To cite one example in education, national on reserve funding in education, in the 2010/11 school year amounted to $13,524 per student compared to $11,646 per student, on average, in provincial public schools across Canada.

In addition, with the “consult and accommodate” de facto veto power granted to First Nations bands by the Supreme Court of Canada, with the Supreme Court aboriginal title ruling for British Columbia, and with UNDRIP, First Nations bands in Canada are now able to demand and extract “impact benefit agreements” from any nearby resource project proponent as the price of securing their non-interference, consent and cooperation. These agreements are worth billions of dollars to these bands. The cost of these projects has to rise accordingly, which costs are eventually passed on to and paid by all Canadians.

In addition, Canadians have paid over $60 billion (and counting) to Indigenous groups to finance the Trudeau government’s craven and unprincipled settlement of numerous legally unmeritorious Indigenous reparations lawsuits. This figure could end up as high as $76 billion.

Professor Emeritus Tom Flanagan of the University of Calgary writes that the Trudeau government has increased annual spending on Indigenous peoples from $11 billion in 2016 to $29 billion in 2023.

The federal government, through its new UNDRIP Action Plan and related legislation, proposes to “Indigenize” as much as federally controlled Canada as it can, which will entail even more borrowing for and spending on Indigenous peoples by the Canadian taxpayer.

Virtually none of these Indigenous payments and programs are required to be made or provided by any treaty.

They’re all voluntarily provided by non-Indigenous Canadians. Why?  Because we are and always have been honourable and decent people. Just as Canada is and always has been an honourable and decent country.

Obviously, a $4 or $5 treaty annuity payment is inadequate. It never made sense from the late 19th century on. That’s partly why these billions per year have been paid by Canadians over the past many decades: to fairly, decently and honourably make up for this inadequacy.

In all these cases, either within the contexts of the lawsuits or outside the context of them, non-Indigenous Canadians are getting no acknowledgment of or credit for these many billions of dollars of benefits and programs provided by them to Indigenous peoples, which, it must be emphasized, are not required to be paid or provided by any treaty or aboriginal right.
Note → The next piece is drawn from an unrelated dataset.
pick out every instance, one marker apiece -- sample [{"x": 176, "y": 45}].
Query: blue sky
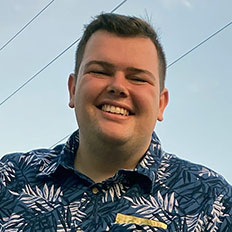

Canadians have only received accusations and blame. This is wrong, grossly unfair and creates resentment.

The Restoule case and the rent-seeking, copycat cases that have sprung from it represent a grave threat to the sovereignty of our elected governments, the rule of law, the workings of our economy and to the desperately needed tax revenue of our governments.

The Supreme Court of Canada must overturn the Court of Appeal’s majority decision in Restoule and adopt the minority’s view that the treaties, as acted upon without protest for 150 years, mean what the wording clearly says they mean: the treaty lands are surrendered to the Crown, with no residual Crown “sharing” obligation.

Our governments must vigorously defend these Restoule-based, rent-seeking, copycat lawsuits.

Otherwise, there will be continuing legal chaos and economic harm in the land, and the Indigenous groups engaging in these lawsuits will be unjustly enriched at the expense of non-Indigenous taxpayers. This will increase social and racial division in the country and cause our liberal democracy to further decay.